Rann has had to deny over the past few days that he’s seeking to replace Howard-appointed former SA Liberal Senator Amanda Vanstone as Australian ambassador to Italy. He said that his wife has a cottage in Italy but that it’s boarded up and South Australia is their home.
Perhaps Mr Rann could get a job as a volunteer with the Wilderness Society campaign against mining in the Arkaroola Wilderness. Twice Rann was elected with a policy to stop new uranium mines. Three times SA got brand new or bigger uranium mines.

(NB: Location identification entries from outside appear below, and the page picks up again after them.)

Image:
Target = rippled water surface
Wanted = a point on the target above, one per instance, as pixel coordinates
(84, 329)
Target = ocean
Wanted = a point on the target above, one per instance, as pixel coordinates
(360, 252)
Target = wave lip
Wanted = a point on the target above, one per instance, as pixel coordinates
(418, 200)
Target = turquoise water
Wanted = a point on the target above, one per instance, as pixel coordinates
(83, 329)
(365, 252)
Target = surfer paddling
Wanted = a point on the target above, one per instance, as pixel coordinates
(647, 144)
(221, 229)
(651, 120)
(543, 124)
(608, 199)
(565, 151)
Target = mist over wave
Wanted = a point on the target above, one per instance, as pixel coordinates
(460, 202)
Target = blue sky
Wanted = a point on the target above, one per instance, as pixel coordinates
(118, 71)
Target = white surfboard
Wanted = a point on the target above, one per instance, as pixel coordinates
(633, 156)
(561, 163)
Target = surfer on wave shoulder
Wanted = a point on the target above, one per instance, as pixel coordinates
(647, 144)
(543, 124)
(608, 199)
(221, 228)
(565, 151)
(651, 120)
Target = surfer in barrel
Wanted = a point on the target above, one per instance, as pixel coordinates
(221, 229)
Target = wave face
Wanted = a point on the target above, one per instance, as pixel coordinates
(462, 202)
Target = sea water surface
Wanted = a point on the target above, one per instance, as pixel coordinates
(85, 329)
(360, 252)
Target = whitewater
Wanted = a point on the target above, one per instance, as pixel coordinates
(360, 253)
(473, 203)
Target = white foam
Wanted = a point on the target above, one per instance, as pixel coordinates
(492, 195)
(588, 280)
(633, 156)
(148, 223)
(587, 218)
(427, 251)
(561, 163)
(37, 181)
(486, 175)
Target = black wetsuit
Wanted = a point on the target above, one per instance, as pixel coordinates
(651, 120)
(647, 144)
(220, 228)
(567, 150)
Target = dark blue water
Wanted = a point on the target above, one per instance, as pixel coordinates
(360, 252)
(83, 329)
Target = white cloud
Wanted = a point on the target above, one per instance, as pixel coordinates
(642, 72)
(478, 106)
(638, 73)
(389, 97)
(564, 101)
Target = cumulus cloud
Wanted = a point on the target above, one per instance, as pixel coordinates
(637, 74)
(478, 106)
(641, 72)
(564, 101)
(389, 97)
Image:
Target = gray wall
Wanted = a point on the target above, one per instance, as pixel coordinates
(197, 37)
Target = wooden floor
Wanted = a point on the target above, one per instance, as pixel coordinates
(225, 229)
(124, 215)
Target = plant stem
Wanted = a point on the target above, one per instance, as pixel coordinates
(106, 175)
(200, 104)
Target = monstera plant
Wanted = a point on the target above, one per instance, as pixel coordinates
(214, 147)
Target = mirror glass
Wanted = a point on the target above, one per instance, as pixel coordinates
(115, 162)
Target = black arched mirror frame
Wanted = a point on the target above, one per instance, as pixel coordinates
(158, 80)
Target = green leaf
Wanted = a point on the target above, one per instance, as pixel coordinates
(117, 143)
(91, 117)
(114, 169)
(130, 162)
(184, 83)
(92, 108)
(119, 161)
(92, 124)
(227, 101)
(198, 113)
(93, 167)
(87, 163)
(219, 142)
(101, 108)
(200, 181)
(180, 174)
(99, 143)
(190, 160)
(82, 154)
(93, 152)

There are environmental issues of real substance in this campaign, including a proposed uranium mine in the Arkaroola Wilderness north of Adelaide in the majestic Flinders Ranges. In a submission to government this week, state museum scientists said their cross-discipline analysis was in no doubt: uranium mining there will cause species extinction.
The Rann Government says it can be trusted to make the right decision on the Arkaroola Wilderness uranium mine after the election on March 20. It might allow it, it might not, is its present policy.
Rann’s former boss, Labor icon and former premier Don Dunstan, won’t be voting this election. He’s no longer on the electoral roll. But it would be fun to know which policies Dunstan would have put forward for the next four years.